On Dec 23, 2007 9:00 PM, drago01 <drago01 at gmail.com> wrote:
>
> On Dec 23, 2007 8:28 PM, Richi Plana <myfedora at richip.dhs.org> wrote:
> > On Sun, 2007-12-23 at 10:51 -0800, Andrew Farris wrote:
> > > The correct fix is to make firefox fallback on IPv4 if an IPv6 address fails
> > > (and yes I know that is more work).  In the meantime if it has an option to
> > > 'prefer IPv4' even if IPv6 is configured that might be fine, but I really don't
> > > think disabling it is a good option.
> > >
> > > We still probably should not be enabling the IPv6 address unless requested by
> > > the users (for which there is a very obvious UI option already right in the
> > > network configuration), but that is a broader discussion that has happened a few
> > > times before.
> >
> > A better fix (and one that other subsystems could use) is a program that
> > detects whether IPv6 will be a problem for the user and set a flag
> > somewhere global that programs can check or scripts can recognize and
> > thus set the defaults for programs like FF to enable or disable IPv6.
> > Cascade effect from a global config to a minor.
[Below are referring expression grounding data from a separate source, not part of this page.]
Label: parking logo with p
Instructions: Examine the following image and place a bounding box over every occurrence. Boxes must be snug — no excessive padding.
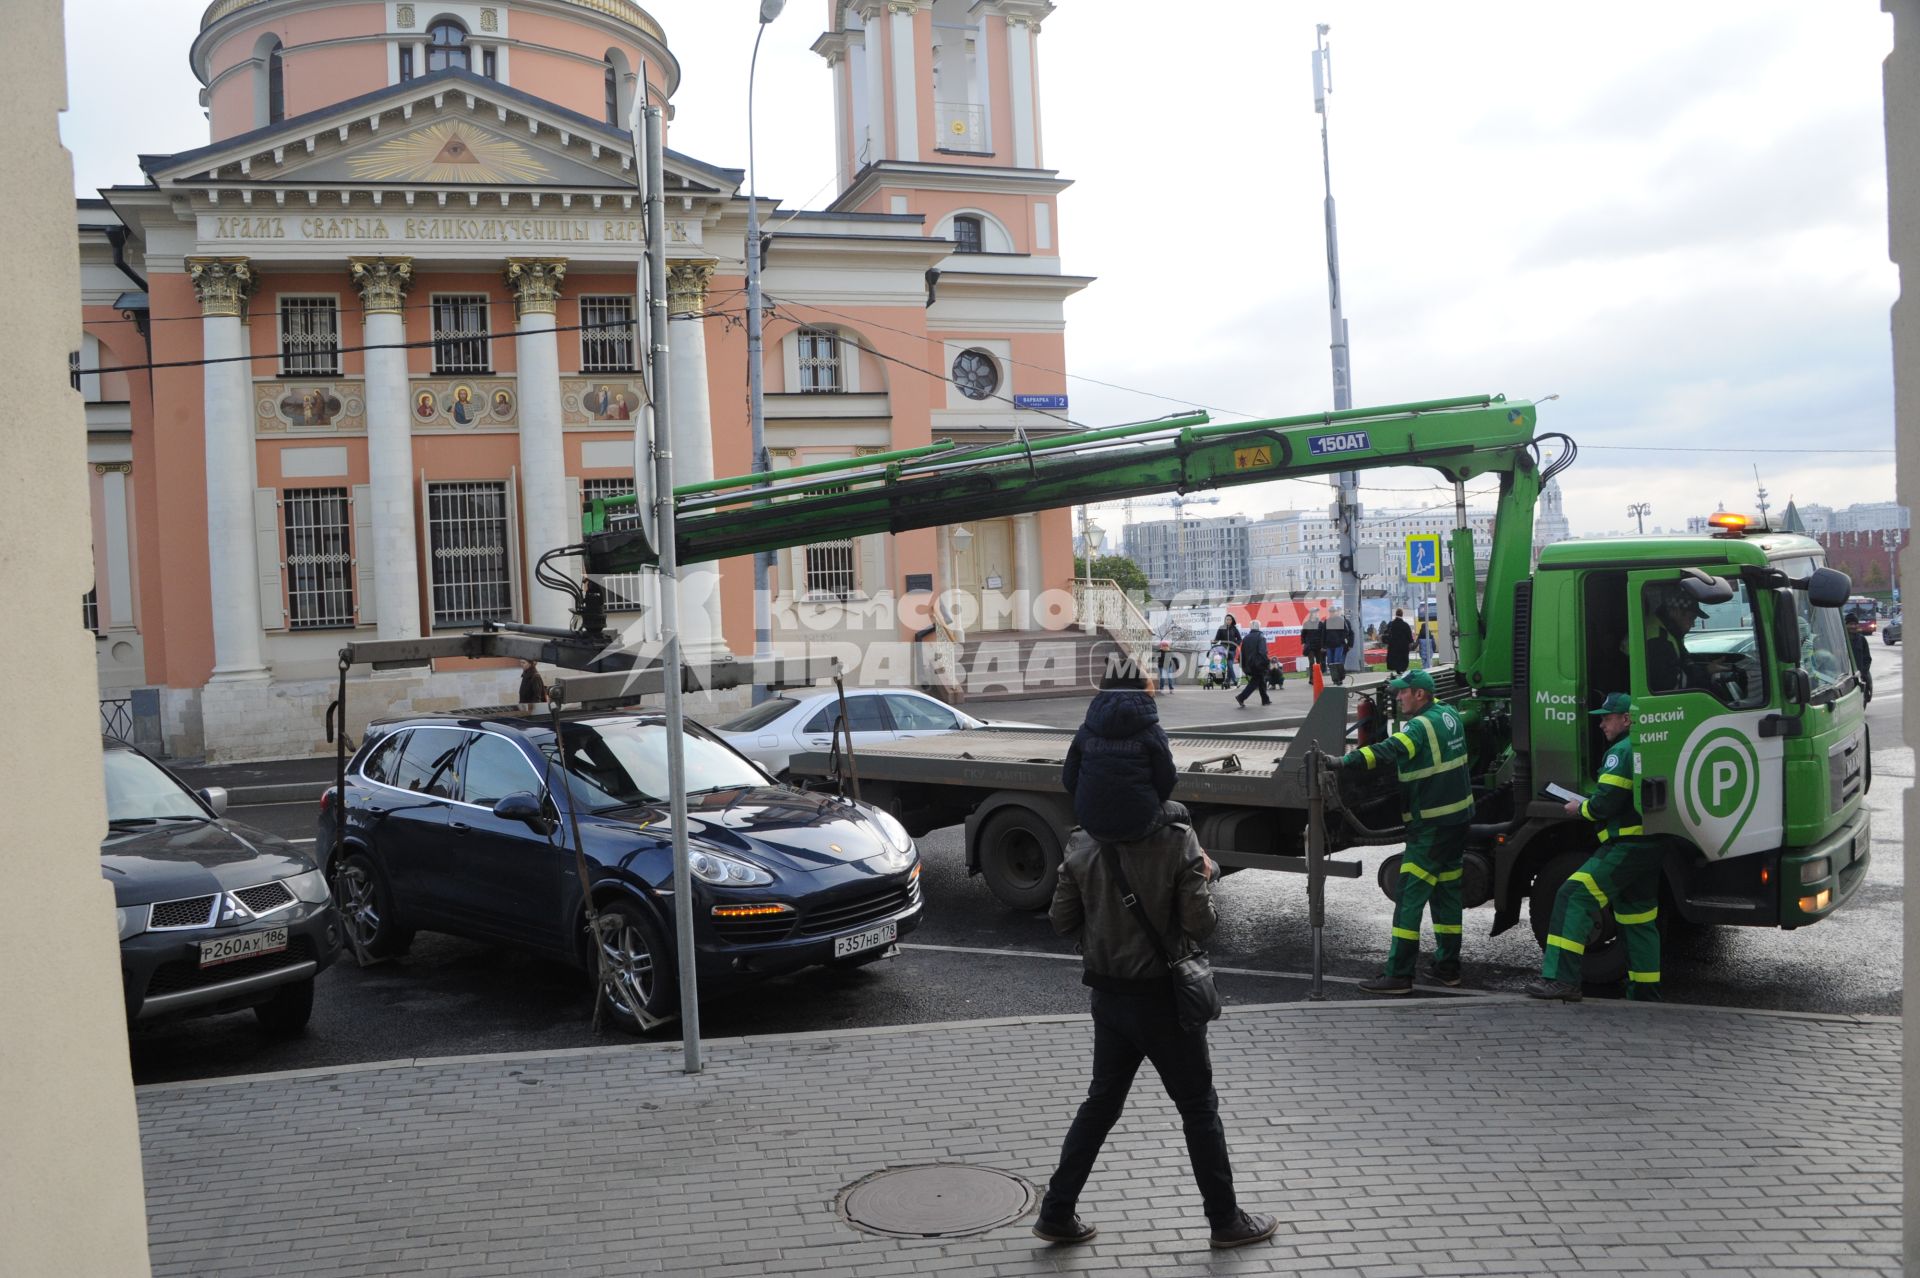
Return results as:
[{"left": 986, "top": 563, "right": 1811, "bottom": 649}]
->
[{"left": 1681, "top": 727, "right": 1760, "bottom": 856}]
After all, if IPv6 isn't
> > enabled in the Network layer, then applications shouldn't either.
> >
> > It's an ugly solution for an ugly situation.
> >
> > As for not enabling IPv6 by default, you'll find by going back through
> > fedora-devel archives that you'll find just as many IPv6 proponents for
> > the sake of enabling new technologies as you'll find anti-IPv6 for the
> > sake of security/not-installing-unneeded-functionality/etc. Can o' worms
> > for you.
>
> I have no problem with ipv6 enabled by default as long as ipv4 only
> networks still work whit out requiring the user to change a hidden
> option.  (as it did until now).
>

one thing that I noticed:
ipv6 is NOT disabled in firefox 2 but it still works for me. So this
is a regression in firefox 3's ipv6/ipv4 handling.